Southern Man

Monday, July 17, 2006

A Night at the Restaurant

Sundays are both the best and worst days of the week. It's a chance to chat with friends and socialize a bit and see the kids for at least a moment or two, but it's also a bit stressful to be in the same Sunday-School class with my not-yet-ex-wife. I love her very much and my heart still skips a beat whenever I see her, but she doesn't really speak to me unless she must. I have no idea what is running through her head or her heart.

I have one brother and one sister, all living in the same general area. A while back my sister had arranged for the three of us to meet for dinner, and tonight was the night. As best as I can recall, the three of us had never done this before, and it was a bit awkward at times. We stuck to safe topics. Perhaps it was me, but my brother seemed to be a bit tense. He is opening a new computer-repair store just a couple of miles from where I live; hopefully it will be a success. One of my older computers (running Windows 2000) has been infected with a browser hijack (the dreaded CWS) that I haven't been able to remove. Please don't suggest how; I've tried just about everything on the market, including several CWS removers.
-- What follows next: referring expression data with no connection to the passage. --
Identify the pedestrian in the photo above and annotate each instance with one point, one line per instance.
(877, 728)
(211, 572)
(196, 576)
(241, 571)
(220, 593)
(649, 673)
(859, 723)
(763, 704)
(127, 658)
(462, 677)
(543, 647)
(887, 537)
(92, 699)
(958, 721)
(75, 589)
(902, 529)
I may give it to my brother just to see if he can get it cleaned for me. That would be better than trying to find W2K drivers for all of the hardware (like the very finicky dual-monitor video card) and reinstalling Windows. Southern Man is something of a computer geek and installing an OS is normally as much play as work, but his heart just isn't in it right now.

In fact my heart just isn't in anything right now. I couldn't sleep at all last night and finally just gave up and went to work at four in the morning. I have plenty to do (the stupid Sun lab is broken again, for one thing) but am not in much of a mood to do any of it. It's possible that my students won't get their money's worth today.

1 Comments:

At Friday, July 22, 2011, Anonymous Anonymous said...

was the brother close to your soon to be ex? Or has the awkwardness been there since you grew up? I was not close to my siblings much until I reached adulthood. We are the best of friends now. Shake off the funky feelings and get to know him...there is nothing like family, especially in difficult and brutal times. Hope things get much much better for the three of you.